A ghost of a smile touched his lips, a secret shared between us across more than a decade. “A most... seasoned performance, miss,” he said, the dry wit in his eyes confirming everything. “One of your best, if I might say.”
Bloody hell. Angus, my mother’s stoic butler, was on my side. He’s always been. The realization was a shot straight to the soul. Warm and fortifying. The nervous tremor in my hands stilled. He hadn’t just witnessed my rebellion; he had quietly nurtured it.
“Thank you, Angus,” I said, and the smile that broke across my face was real, not one of the thousand fake ones I kept for society. “That... means a lot.”
He gave me a single, almost imperceptible nod, the corner of his mouth twitching upwards. “Your mother is waiting in the drawing room, miss,” he said, his tone returning to its usual neutrality, but his eyes held mine for a second longer than necessary. It was all the backup I needed.
With Angus’s words as my secret superhero armor, I walked toward the drawing room. My mother was sitting on the sofa, sipping tea, the picture of serene, unnerved composure. She looked up as I entered, a small, triumphant smile touching her lips. She thought she had won .
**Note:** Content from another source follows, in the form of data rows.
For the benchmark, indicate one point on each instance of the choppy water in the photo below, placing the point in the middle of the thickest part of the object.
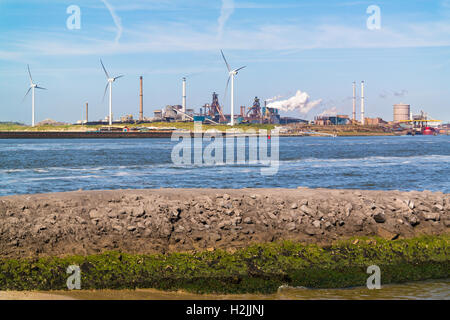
(372, 163)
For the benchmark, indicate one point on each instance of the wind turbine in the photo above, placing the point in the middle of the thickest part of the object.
(231, 75)
(32, 87)
(109, 84)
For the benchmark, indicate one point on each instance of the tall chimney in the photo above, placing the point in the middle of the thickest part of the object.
(184, 98)
(354, 102)
(363, 119)
(141, 96)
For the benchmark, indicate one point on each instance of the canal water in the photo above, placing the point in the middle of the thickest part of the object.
(370, 163)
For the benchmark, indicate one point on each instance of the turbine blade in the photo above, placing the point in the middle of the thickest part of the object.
(29, 73)
(104, 69)
(106, 89)
(226, 62)
(29, 89)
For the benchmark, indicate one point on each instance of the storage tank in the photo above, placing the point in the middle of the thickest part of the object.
(401, 112)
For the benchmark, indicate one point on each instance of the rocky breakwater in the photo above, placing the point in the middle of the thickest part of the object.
(183, 220)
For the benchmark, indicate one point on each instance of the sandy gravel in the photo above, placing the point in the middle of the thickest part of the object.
(167, 220)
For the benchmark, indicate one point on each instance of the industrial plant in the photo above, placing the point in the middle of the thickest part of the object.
(260, 112)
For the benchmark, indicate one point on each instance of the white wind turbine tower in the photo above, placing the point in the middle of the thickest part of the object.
(110, 82)
(32, 87)
(232, 74)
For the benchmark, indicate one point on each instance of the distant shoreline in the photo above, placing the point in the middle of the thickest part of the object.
(138, 135)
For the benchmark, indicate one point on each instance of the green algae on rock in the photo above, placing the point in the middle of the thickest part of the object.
(255, 269)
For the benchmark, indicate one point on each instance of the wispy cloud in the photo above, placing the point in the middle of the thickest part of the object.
(116, 18)
(225, 13)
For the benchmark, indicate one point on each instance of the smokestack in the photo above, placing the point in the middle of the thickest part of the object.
(354, 102)
(242, 111)
(141, 96)
(184, 98)
(363, 119)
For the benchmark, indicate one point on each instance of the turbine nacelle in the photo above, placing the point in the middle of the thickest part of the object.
(31, 89)
(109, 83)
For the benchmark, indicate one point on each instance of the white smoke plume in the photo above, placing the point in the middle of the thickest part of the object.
(225, 13)
(273, 99)
(116, 20)
(300, 102)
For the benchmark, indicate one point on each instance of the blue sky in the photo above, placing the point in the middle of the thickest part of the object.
(318, 47)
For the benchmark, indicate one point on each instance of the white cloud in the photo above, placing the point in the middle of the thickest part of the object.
(300, 102)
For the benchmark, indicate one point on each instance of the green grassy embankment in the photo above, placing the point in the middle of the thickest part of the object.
(256, 269)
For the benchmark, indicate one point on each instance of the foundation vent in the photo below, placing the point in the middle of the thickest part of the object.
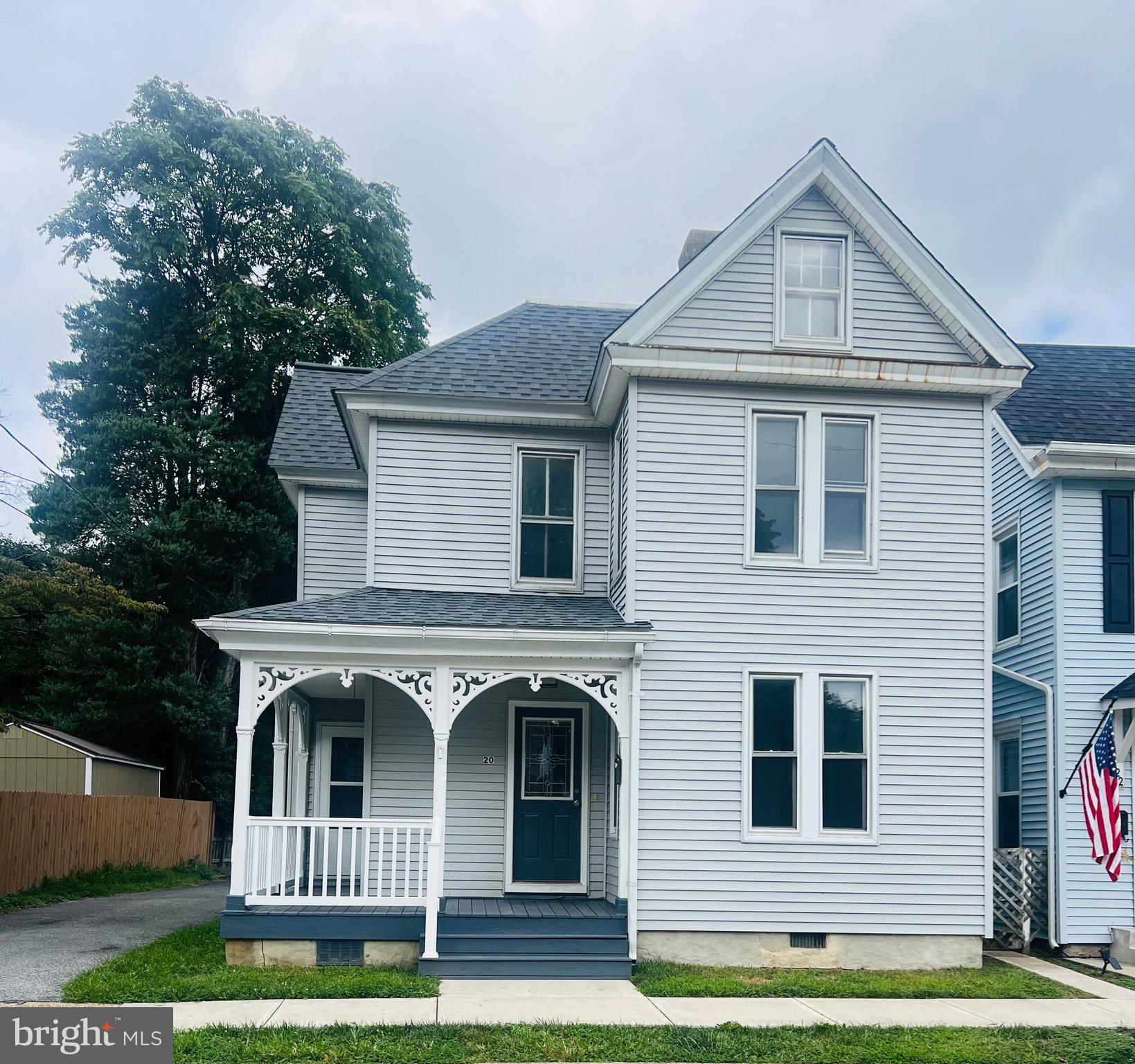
(339, 950)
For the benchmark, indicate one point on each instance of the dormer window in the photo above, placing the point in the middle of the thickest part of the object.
(812, 282)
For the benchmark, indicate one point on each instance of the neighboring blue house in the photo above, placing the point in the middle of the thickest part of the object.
(1064, 472)
(659, 632)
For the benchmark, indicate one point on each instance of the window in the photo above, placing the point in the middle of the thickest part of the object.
(547, 519)
(813, 289)
(808, 758)
(773, 758)
(811, 488)
(846, 488)
(1008, 585)
(1008, 792)
(845, 769)
(776, 500)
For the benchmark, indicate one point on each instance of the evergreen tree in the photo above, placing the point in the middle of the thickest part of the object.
(240, 245)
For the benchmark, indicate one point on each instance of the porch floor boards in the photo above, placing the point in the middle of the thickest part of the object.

“My dear Elisabeth,” she said, her voice smooth as silk. “I was wondering when you’d come to your senses.”
I walked to the armchair opposite her and slowly sank into it.
My rehearsed plan, my confident strategy, suddenly felt flimsy, ridiculous.
My hand, hidden in the deep pocket of my coat, fumbled for my phone.
My thumb found the record button, but my nerve was failing.
For a moment, it felt like I was going to chicken out.
She’s my mother. A master of manipulations.
Who am I to think I can go up against Fiona Anne MacLeod?
The voice in my head screamed at me to run.
Then I pictured Sean’s face in my mind. The look in his eyes as those handcuffs clicked shut. The quiet, absolute way he had sacrificed his freedom for me. That image was the steel that went straight through my spine. I took a slow, steadying breath.
“You were right,” I whispered, my voice a broken, trembling thing. I conjured a single tear, letting it trace a path down my cheek. “You were right about everything, Mother.”
Her smile widened. My capitulation. This was the moment she had been waiting for.
“Sean… he’s a violent, impulsive man,” I continued, the words tasting like poison. “I see that now. What he did to Stewart was gruesome.” I looked up at her, my eyes pleading. “Things are over between me and Sean. I’ve ended it.”
I watched as she basked in her triumph, smiling. “That’s absolutely wonderful, dear. We should start planning an engagement party for you and Stew?—”
“No, Mother,” I cut her off, my voice gaining an edge of steel. “I could never marry Stewart now.”